In a familial case with multiple lesion the AAG → AAA transition, affecting the last nucleotide of exon 7 in CCM3 gene, appearing to be a silent mutation (p.K132K) was observed (Figure 4 and Table 2); nonetheless, this variant might cause a splicing defect, because it results in a less favorable nucleotide at the donor splice junction and this position is not infrequently a site of mutations affecting splicing. Consistently, the previously described transitions AAG → AAA (K30K) and AAG → AAA (K203K) affecting the last nucleotide of exon 1 and 5, respectively, in the CCM2 gene has been analyzed at cDNA level: the first one revealed only the wt allele (24), the second one produced an aberrant transcript (11).

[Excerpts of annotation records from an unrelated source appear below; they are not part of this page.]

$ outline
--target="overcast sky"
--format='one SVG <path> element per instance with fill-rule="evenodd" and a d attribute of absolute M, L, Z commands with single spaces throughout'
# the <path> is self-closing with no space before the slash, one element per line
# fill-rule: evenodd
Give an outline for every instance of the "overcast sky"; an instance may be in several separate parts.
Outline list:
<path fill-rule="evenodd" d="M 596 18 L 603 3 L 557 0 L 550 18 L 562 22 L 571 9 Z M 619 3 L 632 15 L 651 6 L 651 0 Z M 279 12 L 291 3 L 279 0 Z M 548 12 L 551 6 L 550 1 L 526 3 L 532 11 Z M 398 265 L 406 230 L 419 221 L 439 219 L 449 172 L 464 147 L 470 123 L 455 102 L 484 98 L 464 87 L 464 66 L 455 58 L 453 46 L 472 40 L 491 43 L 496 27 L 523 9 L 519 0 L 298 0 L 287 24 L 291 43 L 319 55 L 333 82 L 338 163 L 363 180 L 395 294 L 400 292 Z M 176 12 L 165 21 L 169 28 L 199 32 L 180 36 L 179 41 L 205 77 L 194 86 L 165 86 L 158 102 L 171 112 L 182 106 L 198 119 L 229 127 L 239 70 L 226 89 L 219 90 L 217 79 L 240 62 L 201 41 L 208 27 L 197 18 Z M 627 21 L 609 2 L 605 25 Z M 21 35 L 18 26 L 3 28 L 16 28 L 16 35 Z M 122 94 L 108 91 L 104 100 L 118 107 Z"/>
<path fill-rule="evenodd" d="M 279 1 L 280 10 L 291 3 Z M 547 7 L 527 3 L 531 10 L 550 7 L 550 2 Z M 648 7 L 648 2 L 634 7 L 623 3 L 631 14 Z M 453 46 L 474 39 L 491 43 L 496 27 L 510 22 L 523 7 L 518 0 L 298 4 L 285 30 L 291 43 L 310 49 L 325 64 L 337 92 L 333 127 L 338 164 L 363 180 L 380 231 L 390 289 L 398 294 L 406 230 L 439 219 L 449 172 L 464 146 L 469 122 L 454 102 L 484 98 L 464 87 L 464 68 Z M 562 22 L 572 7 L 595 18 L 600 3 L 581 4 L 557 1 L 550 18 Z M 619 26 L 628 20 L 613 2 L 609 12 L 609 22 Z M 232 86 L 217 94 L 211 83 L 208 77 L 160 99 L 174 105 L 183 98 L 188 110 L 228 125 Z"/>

Mutations' frequency of the three CCM genes in a cohort of 95 Italian patients

Taken together, on the basis of the CCM positive family history and of the mutational screening, 18 unrelated Italian patients have been considered as familial cases, thus familial CCM recurs with a frequency of 19% (Table 1). Almost all sporadic cases (72/77) show one lesion, whereas 13 out of 18 familial cases harbor multiple lesions. Both in familial and sporadic cases the lesions are mostly located in the brain (Table 1). Affected individuals belonging to the same family showed variable clinical symptoms, indicating the absence of genotype–phenotype correlation. Molecular screening yielded a mutation detection rate of 78% in the familial patients; in particular, mutations in the CCM1, CCM2 and CCM3 genes accounted for 67%, 5.5% and 5.5% of the hereditary cases, respectively. Consistently with previous papers 12, 16, in close to 22% of the familial cases we failed to identify any mutation. Large genomic deletions and duplications reported for all three CCM genes 17, 19, 26, 27 have not been detected by us by MLPA in the familial cases but only one deletion was found in a sporadic case. Furthermore, in agreement with previous reports we also noticed that the proportion (5.5%) of families linked to mutations in the CCM3 gene was much lower than expected on the basis of the locus linkage data (40%) 3, 25. This might be due to the occurrence of mutations within the regulatory regions or to the existence of a fourth yet unidentified CCM gene, putatively located in close proximity to the CCM3 gene 3, 22.

CONCLUSIONS

Genetic testing in CCM families is essential for an adequate counseling as well as for disease management. In this context, the nine novel mutations identified and one deletion extend the genetic knowledge to assess testing and counseling of CCM patients and their families. The finding of a significant proportion of families with no mutations in the three CCM genes points to further and new molecular biology techniques able to discover the mutations undetectable so far, but at the same time focus the attention toward the identification of other possible involved genes, to better understand the pathogenesis of CCM disease.

CONFLICT OF INTEREST

The authors declare no conflict of interest.

ACKNOWLEDGMENTS

The authors are grateful to the patients and their families for their participation in this study. We also thank Dr. Alfredo Brusco (Department of Genetics, Biology and Biochemistry, University of Torino) for critical reading of the manuscript and helpful discussion. This work was supported by grants from the MIUR (PRIN‐National Project 2004 to C Garrè and SF Retta), and the Telethon Foundation (grant n° GGP06222 to SF Retta).